A jornalista americana Susan Casey, que lança no Brasil o livro "A Onda" [Zahar, 311 pág., R$ 30], acompanhou um desses encontros.
"Os cientistas temporariamente triplicaram o QI per capita do local", brinca. Eles estavam preocupados. Se as teorias diziam que ondas gigantes eram tão improváveis quanto neve em Cuiabá, era cada vez mais nítido que elas tinham o ligeiro defeito de não bater com os fatos.
No passado, alguns dissidentes defenderam que ondas enormes em alto mar estavam afundando navios, mas não convenceram muita gente. O caso mais famoso foi o do misterioso cargueiro alemão München, que afundou no Atlântico Norte em 1978. Tanto o navio quanto a tripulação continuam desaparecidos até hoje.
"É o problema em se provar ondas gigantes: se você se depara com esse pesadelo, é provável que ele seja o último da sua vida", diz Casey.
Dois acontecimentos, porém, fizeram isso mudar.
Primeiro, em 1995, uma onda gigante bateu em algo fixo o suficiente para que sobrasse gente para contar a história: uma plataforma de petróleo perto da Noruega.

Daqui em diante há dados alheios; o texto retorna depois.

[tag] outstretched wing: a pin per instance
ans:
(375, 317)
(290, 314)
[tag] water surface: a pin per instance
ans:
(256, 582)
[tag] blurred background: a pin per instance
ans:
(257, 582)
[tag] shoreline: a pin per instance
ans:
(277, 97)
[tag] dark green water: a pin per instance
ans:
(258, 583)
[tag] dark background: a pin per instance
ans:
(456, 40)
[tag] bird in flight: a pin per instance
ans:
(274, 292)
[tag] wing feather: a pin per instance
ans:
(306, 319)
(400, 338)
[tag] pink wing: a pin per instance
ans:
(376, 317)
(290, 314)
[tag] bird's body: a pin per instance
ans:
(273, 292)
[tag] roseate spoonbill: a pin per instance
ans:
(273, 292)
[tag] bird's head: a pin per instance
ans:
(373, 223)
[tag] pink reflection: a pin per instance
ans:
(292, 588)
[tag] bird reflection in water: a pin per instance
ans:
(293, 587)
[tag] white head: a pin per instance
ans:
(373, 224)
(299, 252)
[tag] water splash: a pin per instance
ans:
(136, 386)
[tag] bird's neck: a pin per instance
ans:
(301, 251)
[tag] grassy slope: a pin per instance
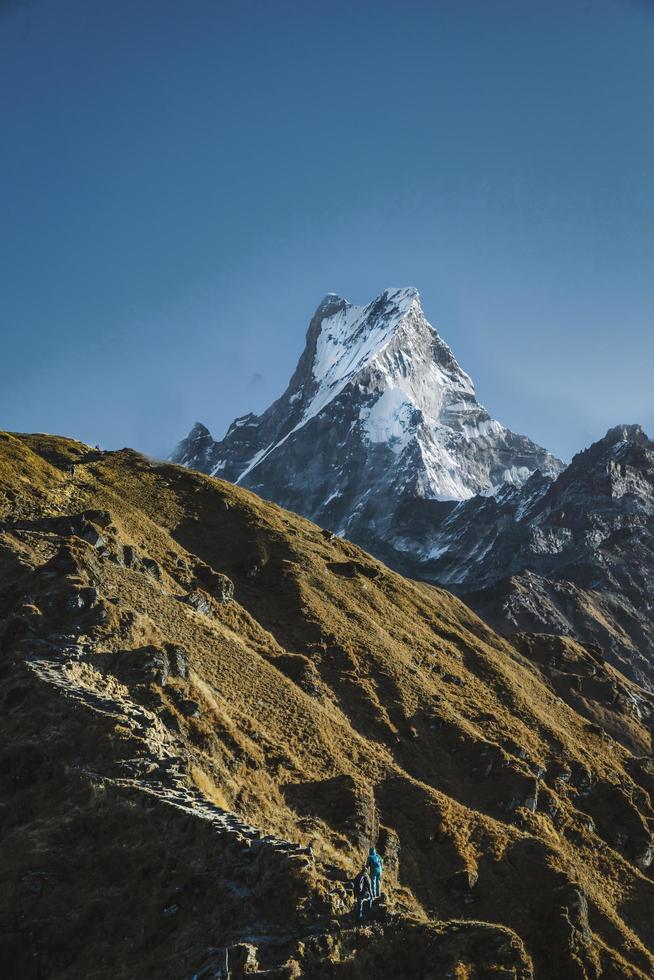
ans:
(337, 699)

Os registros mostram uma onda de 25 metros batendo a 75 quilômetros por hora. Deu um imenso susto e danificou a plataforma, mas ela não afundou. Ninguém morreu.
Os engenheiros que a projetaram tinham calculado que, "uma vez a cada mil anos", apareceria uma onda com algo entre "dez e vinte metros". Coisas maiores do que isso simplesmente não existiriam por ali. Existiam.
O outro acontecimento foi o surfe em ondas gigantes.
Ele virou, nos anos 2000, uma indústria que gera, só na América do Norte, US$ 7,5 bilhões ao ano: muitas marcas estão dispostas a gastar para se vincular ao esporte radical e convencer o público de que podem "dar asas".
Em 2001, a Billabong, empresa que faz roupas de surfe, passou a oferecer prêmios para quem surfasse a maior onda do ano. Isso criou uma "corrida do ouro" pelo mundo. Cada vez que um surfista de ondas grandes pegava a sua prancha, dava um tapa na cara dos cientistas.
Os pesquisadores, porém, estão avançando, mesmo sendo difícil traduzir o oceano em equações: as interações entre água, atmosfera e calor são muito complexas.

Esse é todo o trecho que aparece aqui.